Exhibits that permit hands-on interaction provide a more complete experience for the blind learner. Barriers to independent wayfinding were addressed with a tactile and large-print map of centers’ facilities. In one center, staff are working to implement more Braille signage and QR codes to provide additional information. At another partner institution, indoor navigation (beacon) technology is being implemented to address independent wayfinding for blind and sighted visitors alike.
Project Findings from Evaluation
In the summative evaluation,students reported that they believed they improved their STEM skills and content knowledge by engaging with exhibit adaptations implemented by the partner museums and science centers. Several youth also reported that they now believed they could participate in their schools’ science fair— something they previously thought they were excluded from as blind students. After participating in the program, they felt confident in requesting specific adaptations that would facilitate their active engagement.
The formative evaluation was significantly helpful in improving the parent education component of the project. Based on data gathered in early sessions with parents, we placed a greater emphasis in later programs on the specifics of STEM adaptations for blind learners. To enhance and better adapt STEM in later sessions we incorporated parents of blind children who are scientists.
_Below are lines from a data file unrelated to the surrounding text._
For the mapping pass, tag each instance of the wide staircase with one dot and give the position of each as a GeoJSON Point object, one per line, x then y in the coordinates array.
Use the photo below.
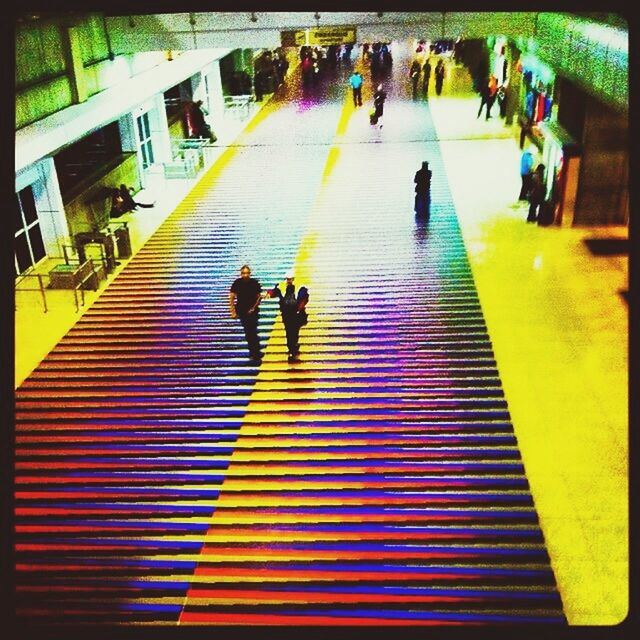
{"type": "Point", "coordinates": [162, 479]}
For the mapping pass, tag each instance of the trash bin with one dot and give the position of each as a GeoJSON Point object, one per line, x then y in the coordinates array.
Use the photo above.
{"type": "Point", "coordinates": [123, 242]}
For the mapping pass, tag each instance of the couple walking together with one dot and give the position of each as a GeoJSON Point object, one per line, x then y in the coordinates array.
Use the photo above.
{"type": "Point", "coordinates": [245, 296]}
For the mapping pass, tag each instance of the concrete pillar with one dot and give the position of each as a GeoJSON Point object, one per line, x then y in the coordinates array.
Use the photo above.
{"type": "Point", "coordinates": [603, 188]}
{"type": "Point", "coordinates": [159, 125]}
{"type": "Point", "coordinates": [215, 95]}
{"type": "Point", "coordinates": [75, 65]}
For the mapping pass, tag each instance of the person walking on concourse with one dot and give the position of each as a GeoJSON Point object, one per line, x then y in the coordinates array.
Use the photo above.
{"type": "Point", "coordinates": [379, 97]}
{"type": "Point", "coordinates": [244, 303]}
{"type": "Point", "coordinates": [426, 70]}
{"type": "Point", "coordinates": [537, 192]}
{"type": "Point", "coordinates": [356, 86]}
{"type": "Point", "coordinates": [439, 73]}
{"type": "Point", "coordinates": [422, 180]}
{"type": "Point", "coordinates": [293, 314]}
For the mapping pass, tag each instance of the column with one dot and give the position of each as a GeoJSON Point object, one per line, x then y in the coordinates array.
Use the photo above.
{"type": "Point", "coordinates": [73, 53]}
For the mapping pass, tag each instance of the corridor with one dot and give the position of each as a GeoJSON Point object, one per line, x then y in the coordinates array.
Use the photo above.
{"type": "Point", "coordinates": [379, 481]}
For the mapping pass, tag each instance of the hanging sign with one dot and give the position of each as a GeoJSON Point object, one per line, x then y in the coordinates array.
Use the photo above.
{"type": "Point", "coordinates": [321, 36]}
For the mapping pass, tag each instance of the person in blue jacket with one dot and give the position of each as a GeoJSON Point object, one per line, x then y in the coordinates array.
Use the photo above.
{"type": "Point", "coordinates": [294, 316]}
{"type": "Point", "coordinates": [526, 168]}
{"type": "Point", "coordinates": [356, 86]}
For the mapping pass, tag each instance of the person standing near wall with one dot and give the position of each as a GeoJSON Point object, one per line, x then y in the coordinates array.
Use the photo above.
{"type": "Point", "coordinates": [244, 303]}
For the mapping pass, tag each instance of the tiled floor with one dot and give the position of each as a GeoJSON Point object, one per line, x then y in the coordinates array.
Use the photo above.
{"type": "Point", "coordinates": [559, 331]}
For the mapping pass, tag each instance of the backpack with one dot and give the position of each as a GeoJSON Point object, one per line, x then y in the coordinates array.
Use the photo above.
{"type": "Point", "coordinates": [289, 302]}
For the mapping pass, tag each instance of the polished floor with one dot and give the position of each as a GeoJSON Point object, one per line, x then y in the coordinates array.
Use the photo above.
{"type": "Point", "coordinates": [409, 470]}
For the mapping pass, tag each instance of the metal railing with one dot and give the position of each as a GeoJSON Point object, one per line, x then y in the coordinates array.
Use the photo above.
{"type": "Point", "coordinates": [239, 106]}
{"type": "Point", "coordinates": [79, 301]}
{"type": "Point", "coordinates": [40, 288]}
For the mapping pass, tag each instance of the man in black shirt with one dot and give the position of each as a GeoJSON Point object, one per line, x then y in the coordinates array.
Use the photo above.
{"type": "Point", "coordinates": [244, 302]}
{"type": "Point", "coordinates": [422, 180]}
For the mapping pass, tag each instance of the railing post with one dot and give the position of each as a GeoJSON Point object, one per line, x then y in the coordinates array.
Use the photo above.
{"type": "Point", "coordinates": [44, 296]}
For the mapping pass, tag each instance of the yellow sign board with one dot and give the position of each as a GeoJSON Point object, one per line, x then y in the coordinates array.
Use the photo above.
{"type": "Point", "coordinates": [320, 36]}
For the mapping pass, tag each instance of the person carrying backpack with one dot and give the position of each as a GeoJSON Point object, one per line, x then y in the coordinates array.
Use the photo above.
{"type": "Point", "coordinates": [294, 316]}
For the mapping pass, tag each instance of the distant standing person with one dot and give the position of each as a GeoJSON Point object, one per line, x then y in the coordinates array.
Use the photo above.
{"type": "Point", "coordinates": [356, 87]}
{"type": "Point", "coordinates": [378, 102]}
{"type": "Point", "coordinates": [422, 181]}
{"type": "Point", "coordinates": [426, 71]}
{"type": "Point", "coordinates": [125, 201]}
{"type": "Point", "coordinates": [293, 314]}
{"type": "Point", "coordinates": [244, 303]}
{"type": "Point", "coordinates": [414, 74]}
{"type": "Point", "coordinates": [439, 74]}
{"type": "Point", "coordinates": [526, 166]}
{"type": "Point", "coordinates": [537, 192]}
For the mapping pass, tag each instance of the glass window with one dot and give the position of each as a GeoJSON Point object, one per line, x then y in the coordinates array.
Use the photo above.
{"type": "Point", "coordinates": [37, 245]}
{"type": "Point", "coordinates": [144, 134]}
{"type": "Point", "coordinates": [18, 215]}
{"type": "Point", "coordinates": [29, 246]}
{"type": "Point", "coordinates": [28, 205]}
{"type": "Point", "coordinates": [23, 255]}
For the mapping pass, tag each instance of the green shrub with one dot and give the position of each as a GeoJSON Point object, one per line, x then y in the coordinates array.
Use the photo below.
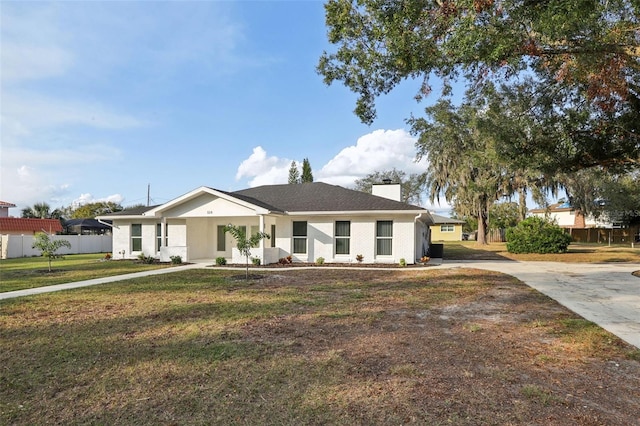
{"type": "Point", "coordinates": [143, 258]}
{"type": "Point", "coordinates": [537, 235]}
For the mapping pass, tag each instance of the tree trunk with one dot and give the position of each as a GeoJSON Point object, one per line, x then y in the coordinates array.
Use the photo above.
{"type": "Point", "coordinates": [483, 224]}
{"type": "Point", "coordinates": [522, 205]}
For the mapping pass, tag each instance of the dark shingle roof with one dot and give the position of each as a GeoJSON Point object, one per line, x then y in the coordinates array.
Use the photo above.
{"type": "Point", "coordinates": [438, 220]}
{"type": "Point", "coordinates": [317, 196]}
{"type": "Point", "coordinates": [135, 211]}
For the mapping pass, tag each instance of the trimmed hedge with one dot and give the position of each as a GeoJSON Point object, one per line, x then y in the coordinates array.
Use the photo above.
{"type": "Point", "coordinates": [536, 235]}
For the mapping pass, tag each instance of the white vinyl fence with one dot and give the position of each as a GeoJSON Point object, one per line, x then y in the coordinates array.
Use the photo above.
{"type": "Point", "coordinates": [12, 246]}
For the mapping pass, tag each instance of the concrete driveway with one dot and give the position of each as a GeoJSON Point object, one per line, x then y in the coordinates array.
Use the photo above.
{"type": "Point", "coordinates": [604, 293]}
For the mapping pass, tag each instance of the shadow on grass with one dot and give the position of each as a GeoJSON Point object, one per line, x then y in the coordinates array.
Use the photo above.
{"type": "Point", "coordinates": [459, 251]}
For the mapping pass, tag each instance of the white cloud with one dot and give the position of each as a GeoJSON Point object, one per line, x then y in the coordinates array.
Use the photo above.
{"type": "Point", "coordinates": [263, 170]}
{"type": "Point", "coordinates": [376, 151]}
{"type": "Point", "coordinates": [88, 198]}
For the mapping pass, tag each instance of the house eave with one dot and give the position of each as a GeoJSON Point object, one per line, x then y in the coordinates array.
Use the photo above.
{"type": "Point", "coordinates": [358, 212]}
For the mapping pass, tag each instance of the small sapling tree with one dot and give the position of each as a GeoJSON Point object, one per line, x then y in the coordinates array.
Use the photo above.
{"type": "Point", "coordinates": [48, 247]}
{"type": "Point", "coordinates": [243, 243]}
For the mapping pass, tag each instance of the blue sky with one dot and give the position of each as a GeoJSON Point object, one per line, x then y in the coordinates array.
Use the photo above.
{"type": "Point", "coordinates": [102, 99]}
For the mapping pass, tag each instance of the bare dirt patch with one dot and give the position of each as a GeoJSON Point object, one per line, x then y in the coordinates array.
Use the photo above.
{"type": "Point", "coordinates": [498, 356]}
{"type": "Point", "coordinates": [312, 346]}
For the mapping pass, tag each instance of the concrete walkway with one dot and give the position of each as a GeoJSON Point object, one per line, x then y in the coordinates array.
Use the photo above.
{"type": "Point", "coordinates": [604, 293]}
{"type": "Point", "coordinates": [95, 281]}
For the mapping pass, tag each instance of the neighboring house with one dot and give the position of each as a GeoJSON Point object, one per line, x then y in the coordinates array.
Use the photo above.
{"type": "Point", "coordinates": [86, 227]}
{"type": "Point", "coordinates": [446, 229]}
{"type": "Point", "coordinates": [23, 226]}
{"type": "Point", "coordinates": [4, 208]}
{"type": "Point", "coordinates": [305, 221]}
{"type": "Point", "coordinates": [567, 217]}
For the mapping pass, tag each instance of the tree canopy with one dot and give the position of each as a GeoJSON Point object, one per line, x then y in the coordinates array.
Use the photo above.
{"type": "Point", "coordinates": [41, 211]}
{"type": "Point", "coordinates": [307, 175]}
{"type": "Point", "coordinates": [91, 210]}
{"type": "Point", "coordinates": [582, 58]}
{"type": "Point", "coordinates": [294, 173]}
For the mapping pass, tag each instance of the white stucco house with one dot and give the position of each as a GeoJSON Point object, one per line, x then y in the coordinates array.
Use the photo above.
{"type": "Point", "coordinates": [305, 221]}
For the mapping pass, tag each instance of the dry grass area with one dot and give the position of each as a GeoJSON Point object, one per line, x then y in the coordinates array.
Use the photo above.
{"type": "Point", "coordinates": [340, 347]}
{"type": "Point", "coordinates": [30, 272]}
{"type": "Point", "coordinates": [578, 253]}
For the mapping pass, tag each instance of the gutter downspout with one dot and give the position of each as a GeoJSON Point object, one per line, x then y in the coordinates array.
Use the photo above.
{"type": "Point", "coordinates": [415, 220]}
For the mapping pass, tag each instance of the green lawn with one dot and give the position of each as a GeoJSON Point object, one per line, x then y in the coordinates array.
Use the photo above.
{"type": "Point", "coordinates": [581, 253]}
{"type": "Point", "coordinates": [30, 272]}
{"type": "Point", "coordinates": [310, 347]}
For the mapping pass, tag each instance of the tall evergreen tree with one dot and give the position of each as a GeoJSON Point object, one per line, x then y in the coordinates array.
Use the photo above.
{"type": "Point", "coordinates": [307, 176]}
{"type": "Point", "coordinates": [294, 173]}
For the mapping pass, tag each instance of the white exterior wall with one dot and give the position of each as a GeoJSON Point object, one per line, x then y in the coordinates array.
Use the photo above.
{"type": "Point", "coordinates": [320, 239]}
{"type": "Point", "coordinates": [122, 238]}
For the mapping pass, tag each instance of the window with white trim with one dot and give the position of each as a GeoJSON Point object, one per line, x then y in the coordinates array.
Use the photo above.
{"type": "Point", "coordinates": [136, 237]}
{"type": "Point", "coordinates": [158, 236]}
{"type": "Point", "coordinates": [221, 243]}
{"type": "Point", "coordinates": [343, 237]}
{"type": "Point", "coordinates": [300, 237]}
{"type": "Point", "coordinates": [384, 237]}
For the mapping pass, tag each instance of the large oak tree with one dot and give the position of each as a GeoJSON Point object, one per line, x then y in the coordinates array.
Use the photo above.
{"type": "Point", "coordinates": [582, 58]}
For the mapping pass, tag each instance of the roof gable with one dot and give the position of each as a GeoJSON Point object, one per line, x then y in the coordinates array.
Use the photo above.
{"type": "Point", "coordinates": [440, 220]}
{"type": "Point", "coordinates": [321, 197]}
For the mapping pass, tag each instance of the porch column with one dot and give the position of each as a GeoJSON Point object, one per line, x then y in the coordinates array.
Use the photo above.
{"type": "Point", "coordinates": [261, 224]}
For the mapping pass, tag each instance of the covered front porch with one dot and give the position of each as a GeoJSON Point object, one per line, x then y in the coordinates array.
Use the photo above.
{"type": "Point", "coordinates": [204, 239]}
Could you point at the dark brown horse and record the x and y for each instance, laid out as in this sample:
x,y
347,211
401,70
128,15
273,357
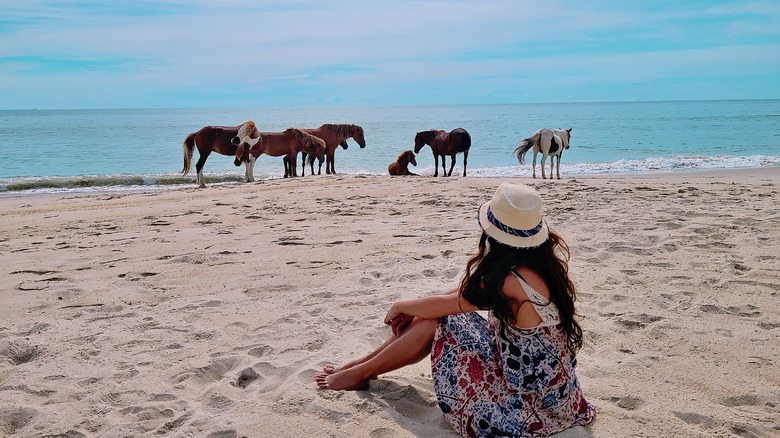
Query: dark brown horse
x,y
309,159
287,143
445,143
401,165
334,135
220,139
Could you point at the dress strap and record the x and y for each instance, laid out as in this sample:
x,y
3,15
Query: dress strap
x,y
535,297
544,307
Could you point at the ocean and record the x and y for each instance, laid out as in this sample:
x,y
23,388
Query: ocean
x,y
130,149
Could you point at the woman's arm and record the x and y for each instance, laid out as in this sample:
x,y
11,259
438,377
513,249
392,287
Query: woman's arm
x,y
431,307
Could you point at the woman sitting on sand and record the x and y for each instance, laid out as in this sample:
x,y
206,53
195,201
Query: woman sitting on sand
x,y
510,375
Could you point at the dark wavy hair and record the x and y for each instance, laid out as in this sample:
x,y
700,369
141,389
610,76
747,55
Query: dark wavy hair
x,y
488,268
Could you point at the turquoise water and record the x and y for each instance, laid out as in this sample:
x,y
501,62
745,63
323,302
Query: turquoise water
x,y
81,149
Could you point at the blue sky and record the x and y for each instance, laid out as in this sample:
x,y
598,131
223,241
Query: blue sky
x,y
167,54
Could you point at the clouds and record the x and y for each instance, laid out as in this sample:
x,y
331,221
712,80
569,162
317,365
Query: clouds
x,y
243,53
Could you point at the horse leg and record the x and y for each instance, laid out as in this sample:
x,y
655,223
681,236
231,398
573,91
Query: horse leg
x,y
252,159
328,162
248,172
452,165
199,167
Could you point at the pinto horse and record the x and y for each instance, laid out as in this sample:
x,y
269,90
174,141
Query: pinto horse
x,y
547,142
220,139
309,159
276,144
445,143
401,165
334,135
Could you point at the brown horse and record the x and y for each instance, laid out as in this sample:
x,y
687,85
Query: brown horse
x,y
334,135
276,144
309,159
401,165
444,143
220,139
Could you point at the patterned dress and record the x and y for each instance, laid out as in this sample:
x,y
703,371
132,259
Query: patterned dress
x,y
488,386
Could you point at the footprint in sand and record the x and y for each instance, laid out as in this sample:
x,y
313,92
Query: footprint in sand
x,y
696,419
13,420
247,376
627,403
18,353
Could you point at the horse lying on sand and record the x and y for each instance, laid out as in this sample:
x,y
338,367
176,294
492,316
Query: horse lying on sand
x,y
220,139
309,159
445,143
287,143
547,142
401,165
334,135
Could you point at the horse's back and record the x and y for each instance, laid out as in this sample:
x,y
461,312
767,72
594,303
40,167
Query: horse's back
x,y
460,140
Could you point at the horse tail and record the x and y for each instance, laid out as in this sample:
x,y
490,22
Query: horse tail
x,y
524,145
188,148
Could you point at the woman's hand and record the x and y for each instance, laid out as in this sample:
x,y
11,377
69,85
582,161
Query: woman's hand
x,y
397,320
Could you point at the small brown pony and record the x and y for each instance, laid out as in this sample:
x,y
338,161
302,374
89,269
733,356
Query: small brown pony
x,y
276,144
401,165
445,143
334,135
220,139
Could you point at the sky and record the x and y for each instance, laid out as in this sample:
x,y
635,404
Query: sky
x,y
236,53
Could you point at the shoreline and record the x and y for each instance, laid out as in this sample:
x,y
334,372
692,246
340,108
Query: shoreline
x,y
139,313
96,190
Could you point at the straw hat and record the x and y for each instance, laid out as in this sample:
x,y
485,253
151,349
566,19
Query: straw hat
x,y
514,217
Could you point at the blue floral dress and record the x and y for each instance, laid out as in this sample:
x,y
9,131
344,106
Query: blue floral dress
x,y
523,386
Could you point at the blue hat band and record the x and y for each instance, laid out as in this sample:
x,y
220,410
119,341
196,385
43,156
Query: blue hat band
x,y
513,231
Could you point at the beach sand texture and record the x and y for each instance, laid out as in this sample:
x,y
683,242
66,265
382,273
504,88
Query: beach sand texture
x,y
207,313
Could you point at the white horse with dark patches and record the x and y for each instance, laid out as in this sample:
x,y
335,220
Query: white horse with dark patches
x,y
547,142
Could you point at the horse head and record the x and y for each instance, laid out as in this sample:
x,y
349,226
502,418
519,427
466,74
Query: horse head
x,y
249,146
359,136
409,157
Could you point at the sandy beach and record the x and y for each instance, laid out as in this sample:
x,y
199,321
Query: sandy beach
x,y
207,312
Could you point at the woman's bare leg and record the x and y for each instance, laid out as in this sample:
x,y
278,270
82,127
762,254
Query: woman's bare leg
x,y
413,345
330,369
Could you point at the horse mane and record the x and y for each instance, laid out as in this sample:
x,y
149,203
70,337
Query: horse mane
x,y
305,138
249,129
565,136
342,129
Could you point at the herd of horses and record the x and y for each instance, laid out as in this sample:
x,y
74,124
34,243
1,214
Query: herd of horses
x,y
246,144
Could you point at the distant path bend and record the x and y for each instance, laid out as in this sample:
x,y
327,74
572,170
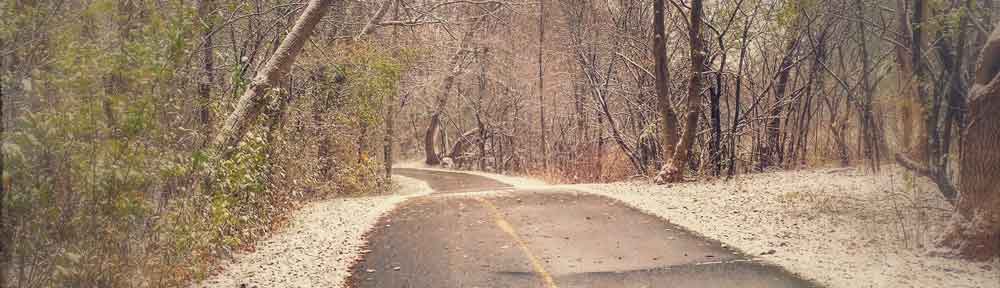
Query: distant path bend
x,y
532,238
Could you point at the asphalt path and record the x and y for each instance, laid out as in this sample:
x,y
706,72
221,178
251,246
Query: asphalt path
x,y
550,238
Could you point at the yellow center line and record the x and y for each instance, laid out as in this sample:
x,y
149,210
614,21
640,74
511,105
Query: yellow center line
x,y
509,229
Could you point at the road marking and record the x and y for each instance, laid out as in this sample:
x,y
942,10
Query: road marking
x,y
509,229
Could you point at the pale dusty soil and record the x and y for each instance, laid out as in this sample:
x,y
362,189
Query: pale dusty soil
x,y
839,227
318,247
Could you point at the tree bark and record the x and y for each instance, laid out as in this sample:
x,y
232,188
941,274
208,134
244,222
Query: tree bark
x,y
541,82
772,150
254,98
205,8
978,235
675,168
667,114
430,154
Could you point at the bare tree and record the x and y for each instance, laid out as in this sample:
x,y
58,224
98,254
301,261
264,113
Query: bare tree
x,y
249,105
978,236
674,171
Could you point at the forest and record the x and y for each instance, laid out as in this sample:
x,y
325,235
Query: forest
x,y
144,141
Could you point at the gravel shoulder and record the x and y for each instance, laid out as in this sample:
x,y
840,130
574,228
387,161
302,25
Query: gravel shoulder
x,y
838,227
318,247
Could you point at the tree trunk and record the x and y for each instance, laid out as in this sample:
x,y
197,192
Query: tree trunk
x,y
772,150
205,8
978,235
739,91
4,233
431,156
253,99
667,114
674,171
541,82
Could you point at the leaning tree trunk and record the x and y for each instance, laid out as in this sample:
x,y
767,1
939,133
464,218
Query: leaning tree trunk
x,y
207,79
772,151
674,171
431,156
249,105
978,235
669,117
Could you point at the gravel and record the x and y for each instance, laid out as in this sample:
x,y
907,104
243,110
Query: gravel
x,y
839,227
318,247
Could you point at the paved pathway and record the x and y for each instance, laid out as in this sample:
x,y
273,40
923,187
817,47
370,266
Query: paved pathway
x,y
524,238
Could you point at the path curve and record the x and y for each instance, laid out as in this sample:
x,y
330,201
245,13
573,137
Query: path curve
x,y
542,238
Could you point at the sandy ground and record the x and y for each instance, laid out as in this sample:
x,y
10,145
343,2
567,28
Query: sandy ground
x,y
839,227
318,247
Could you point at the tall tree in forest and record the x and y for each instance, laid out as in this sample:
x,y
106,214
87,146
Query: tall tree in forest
x,y
249,105
667,114
457,64
912,72
978,235
541,82
674,171
207,79
772,151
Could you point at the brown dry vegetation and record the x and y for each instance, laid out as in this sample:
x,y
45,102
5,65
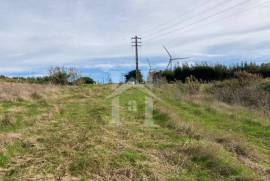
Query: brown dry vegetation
x,y
24,91
64,134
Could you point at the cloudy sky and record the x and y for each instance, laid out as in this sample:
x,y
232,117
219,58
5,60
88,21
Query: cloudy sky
x,y
94,35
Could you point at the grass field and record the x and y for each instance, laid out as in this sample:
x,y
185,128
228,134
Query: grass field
x,y
63,133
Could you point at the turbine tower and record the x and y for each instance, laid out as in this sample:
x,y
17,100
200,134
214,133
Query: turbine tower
x,y
171,59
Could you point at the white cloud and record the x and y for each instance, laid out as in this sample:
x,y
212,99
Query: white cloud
x,y
50,32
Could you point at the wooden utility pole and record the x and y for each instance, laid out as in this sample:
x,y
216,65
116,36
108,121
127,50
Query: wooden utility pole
x,y
136,42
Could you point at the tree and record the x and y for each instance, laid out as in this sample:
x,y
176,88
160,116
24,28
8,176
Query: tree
x,y
62,76
132,76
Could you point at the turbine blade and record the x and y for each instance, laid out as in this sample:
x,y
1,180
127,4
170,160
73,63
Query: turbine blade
x,y
167,52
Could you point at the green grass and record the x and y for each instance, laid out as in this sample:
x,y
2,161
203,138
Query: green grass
x,y
70,136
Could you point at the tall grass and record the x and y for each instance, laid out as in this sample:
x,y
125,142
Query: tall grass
x,y
205,72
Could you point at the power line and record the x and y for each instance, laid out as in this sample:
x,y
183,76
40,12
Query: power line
x,y
136,43
180,22
191,25
174,20
202,19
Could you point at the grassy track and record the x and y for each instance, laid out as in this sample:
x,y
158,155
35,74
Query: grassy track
x,y
67,136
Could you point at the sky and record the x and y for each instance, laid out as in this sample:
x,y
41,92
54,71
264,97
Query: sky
x,y
94,36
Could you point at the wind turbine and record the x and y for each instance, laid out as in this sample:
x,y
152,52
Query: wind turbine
x,y
170,64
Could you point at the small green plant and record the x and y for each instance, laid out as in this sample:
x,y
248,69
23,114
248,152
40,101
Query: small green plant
x,y
193,85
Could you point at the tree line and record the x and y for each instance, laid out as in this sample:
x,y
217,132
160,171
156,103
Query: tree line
x,y
207,73
56,75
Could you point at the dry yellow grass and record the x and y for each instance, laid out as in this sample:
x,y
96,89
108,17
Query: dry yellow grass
x,y
18,91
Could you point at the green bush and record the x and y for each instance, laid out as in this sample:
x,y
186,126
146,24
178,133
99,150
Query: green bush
x,y
85,80
207,73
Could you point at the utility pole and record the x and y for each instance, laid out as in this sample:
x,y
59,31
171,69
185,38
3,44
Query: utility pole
x,y
136,42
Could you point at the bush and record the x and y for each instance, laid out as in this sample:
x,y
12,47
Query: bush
x,y
193,85
62,76
207,73
85,80
244,90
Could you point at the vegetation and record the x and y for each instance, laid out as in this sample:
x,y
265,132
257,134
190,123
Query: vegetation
x,y
56,76
206,73
64,133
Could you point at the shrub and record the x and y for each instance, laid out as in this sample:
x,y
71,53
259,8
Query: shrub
x,y
193,85
132,76
62,76
85,80
245,90
207,73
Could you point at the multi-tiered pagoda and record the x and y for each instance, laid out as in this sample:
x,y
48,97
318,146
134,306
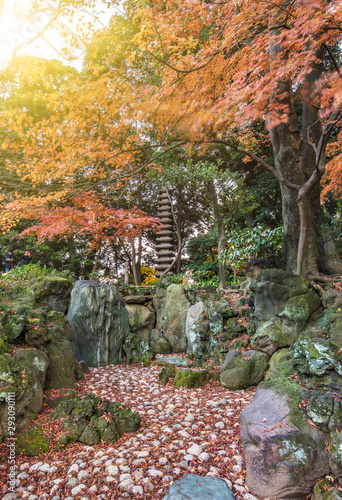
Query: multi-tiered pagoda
x,y
165,254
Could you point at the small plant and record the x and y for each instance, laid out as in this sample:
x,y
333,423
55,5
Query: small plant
x,y
148,276
259,242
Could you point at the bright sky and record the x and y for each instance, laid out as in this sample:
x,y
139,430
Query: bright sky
x,y
17,28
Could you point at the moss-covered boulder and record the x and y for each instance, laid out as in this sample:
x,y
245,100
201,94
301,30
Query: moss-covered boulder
x,y
332,299
185,377
99,323
324,491
166,373
284,453
335,455
240,371
63,367
281,364
320,409
90,420
272,336
159,343
141,320
35,363
17,380
137,350
272,289
174,318
32,442
318,362
52,292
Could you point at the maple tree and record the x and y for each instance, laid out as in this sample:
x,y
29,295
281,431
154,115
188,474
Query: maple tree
x,y
201,72
87,215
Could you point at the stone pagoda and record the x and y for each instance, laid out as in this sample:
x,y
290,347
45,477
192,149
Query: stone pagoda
x,y
165,254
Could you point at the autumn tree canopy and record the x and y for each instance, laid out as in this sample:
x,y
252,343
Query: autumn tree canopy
x,y
195,74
Some primary takeaways from our evaluation:
Hands-on experiences in STEM are important for blind youth self-confidence and self-efficacy in STEM
Face-to-face interactions with blind people are essential for informal STEM educators and designers to learn how to interact with blind learners and to inform exhibit design and museum layout in ways that address the accessibility issues that impact the blind.
The NCBYS project’s primary contribution to the informal STEM education field is the demonstration that the most effective solutions to barriers are developed through an active collaboration with those people who are most intimately affected by those barriers and resulting solutions. The fact that this project was led by an organization of blind people cannot be understated. Too often, decisions are made with respect to nonvisual accessibility without the input of blind people, and already scarce resources are diverted to solutions that do not create the most impact. “Nothing about us, without us,” has been an oft-used slogan for marginalized groups, but its applicability to the NCBYS project is noteworthy.
The NFB continues to work with the six science centers, who have helped connect us with other institutions that recognize the benefits that inclusion can bring to their exhibits, volunteers, and community. As a result, we’ve begun collaborating with the National Zoo; the Spy Museum in Washington, DC; and the Smithsonian National Museum of Natural History. We expect to expand the network of science centers and museums working with the blind community with each new connection made.
Other connections, including those between local organizations of the blind and each science center, will receive support from the NFB beyond the project period. As new technologies emerge, and new ways of delivering STEM concepts through science exhibits are developed our hope is that ever-evolving accessibility solutions will go hand in hand.
A CAISE Inquiry Group paper from 2010 explored needs, opportunities and challenges related to designing inclusive informal STEM learning experiences and settings for people with disabilities of all kinds, including the blind and visually impaired.